Behold Louisiana Tech. I read the new post about Tech downgrading athletics, and my first thought was, That will never fly politically.
But then I realized, it may not matter. Tech may be in so much financial trouble that they have no choice.
Some of you have argued loudly, "Winning solves all problems." I suspect Dan Reneau, Tech's president from 1987 to 2013, agreed with you. Because while Ray was doggedly bending our finances to build academics, and holding the line and underfunding athletics, Reneau did the opposite. He invested Tech's money in athletics, and underfed academics. For a while, he succeeded: Tech kept taking big risks, and they kept winning.
Until they didn't.
Now the chickens have come to roost. The money they bet on athletics didn't pay off in the long run. Winning didn't solve all of Tech's problems. It's not clear that winning solved any of their problems, not in the long-run.
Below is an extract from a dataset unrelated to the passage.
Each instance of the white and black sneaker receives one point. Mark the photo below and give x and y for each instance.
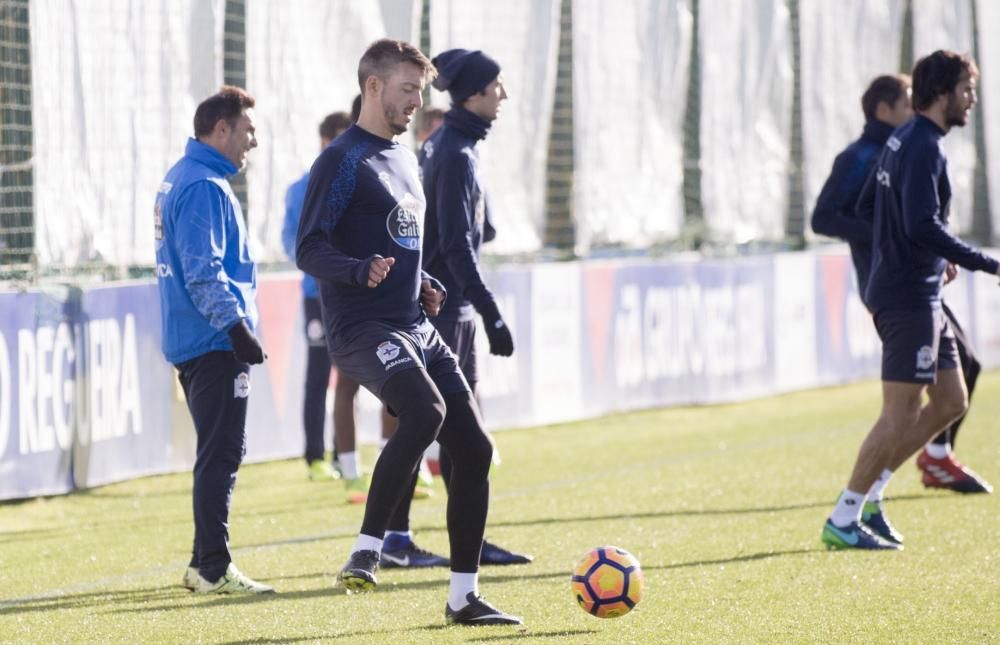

Because after Reneau left, things started to slide. Now Tech is in deep financial straits, their athletics have declined, and their once-proud engineering program is also in disarray. And the fact that there is even a rumor of cutting Tech athletics, suggests that the deficit may be too much for even Jim Davison to cover.
Tech borrowed against their solid academics, believing that winning in sports would get it all back later. We see what happened. Tech bet wrong.
And now, tough choices will have to be made up in Ruston.
*I have recently come across information that a lot of UL's troubles of the 1960's and 1970's may have been the result of our decision to desegregate in 1954… including our lack of political support. Desegregation may have also cost us the New Iberia airfield; and it is even possible that the NCAA death penalty resulted from the same decision.
†The quote is Ars longa, vita brevis est: Art is long, life is short. I substituted 'ludo', 'the game.' As for 'ars,' you will remember that in the 1950's all of SLI was 'liberal arts,' sciences included. The Ray P. Authément College of Sciences was only created 50 years ago. So by 'ars,' I am suggesting all academics.